Selecting a specific breed does not guarantee a particular behavior, but choosing offspring from animals with desirable temperaments does increase one's chances of getting the best pet.

Friend or Protector?
Most dogs bark when strangers approach their home or yard. This bark is usually enough to deter intruders. Pets should not be trained as attack dogs. These require special handling and knowledge to prevent accidental injury to people, including members of your own family.
Puppy or Older Dog?
You can teach an old dog new tricks. You don't have to get a puppy to train it the way you like. If you decide on a puppy be prepared for several months of housebreaking and initial medical expenses. For some families, the best choice is an older housebroken dog whose temperament, size, coat care, and behavior are established. When adopting or buying an adult dog, inquire about its background. Ask shelter personnel or the breeder what they have observed about its personality. Some animals are given to shelters because of behavioral problems.
Selecting a Puppy
Pick a puppy that's active, friendly, and inquisitive. Avoid the one that appears to be afraid of everything or snarls at people. If you select a timid puppy because you feel sorry for it, be aware that such puppies may be fearful throughout their life. Fearful dogs sometimes become aggressive and bite. If getting a puppy from a breeder, ask to see the dog's parents. Call owners of related dogs about their dogs' behavior and health patterns.
Teach Good Manners
Obedience training is an excellent way to get a puppy or adult dog off to a good start.

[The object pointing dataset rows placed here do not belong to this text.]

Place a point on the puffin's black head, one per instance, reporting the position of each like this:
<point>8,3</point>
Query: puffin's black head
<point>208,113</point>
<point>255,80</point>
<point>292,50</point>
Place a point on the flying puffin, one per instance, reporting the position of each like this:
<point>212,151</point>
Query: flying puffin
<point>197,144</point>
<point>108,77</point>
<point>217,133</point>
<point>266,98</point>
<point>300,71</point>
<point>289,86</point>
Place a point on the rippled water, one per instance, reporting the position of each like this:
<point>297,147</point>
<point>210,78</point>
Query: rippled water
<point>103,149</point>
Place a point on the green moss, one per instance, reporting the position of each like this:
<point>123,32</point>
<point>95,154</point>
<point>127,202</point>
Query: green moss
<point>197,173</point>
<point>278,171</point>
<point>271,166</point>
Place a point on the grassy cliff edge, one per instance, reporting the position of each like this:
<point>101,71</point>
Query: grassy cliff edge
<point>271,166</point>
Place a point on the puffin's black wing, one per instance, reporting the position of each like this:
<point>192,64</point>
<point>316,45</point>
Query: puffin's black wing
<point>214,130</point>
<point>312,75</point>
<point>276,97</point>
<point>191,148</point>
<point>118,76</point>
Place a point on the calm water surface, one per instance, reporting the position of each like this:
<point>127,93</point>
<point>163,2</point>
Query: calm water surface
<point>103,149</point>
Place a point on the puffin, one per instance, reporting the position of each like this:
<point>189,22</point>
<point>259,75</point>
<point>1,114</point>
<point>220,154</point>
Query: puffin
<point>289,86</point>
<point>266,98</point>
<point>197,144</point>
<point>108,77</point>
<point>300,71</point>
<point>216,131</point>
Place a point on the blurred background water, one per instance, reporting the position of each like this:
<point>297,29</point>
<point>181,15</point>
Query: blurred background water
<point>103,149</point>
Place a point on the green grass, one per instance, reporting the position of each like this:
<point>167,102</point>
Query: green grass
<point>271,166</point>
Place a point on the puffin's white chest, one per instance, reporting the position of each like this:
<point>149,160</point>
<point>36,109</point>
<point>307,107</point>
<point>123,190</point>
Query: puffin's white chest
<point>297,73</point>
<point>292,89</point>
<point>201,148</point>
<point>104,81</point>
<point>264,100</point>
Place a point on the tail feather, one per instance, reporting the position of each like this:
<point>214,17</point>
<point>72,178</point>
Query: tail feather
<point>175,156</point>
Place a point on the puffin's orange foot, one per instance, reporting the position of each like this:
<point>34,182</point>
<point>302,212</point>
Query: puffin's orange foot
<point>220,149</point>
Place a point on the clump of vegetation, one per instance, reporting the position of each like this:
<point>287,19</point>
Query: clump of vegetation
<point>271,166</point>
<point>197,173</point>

No matter how even-tempered a dog may be, it still needs to learn how to be a well-mannered member of the family. Obedience training is fun. It helps prevent negative encounters between family members and the dog. It reinforces the bond between the handler and pet. Talk to vets, breeders, local training clubs, recreation centers, and newspapers on dogs or pets for details about classes, costs, and requirements.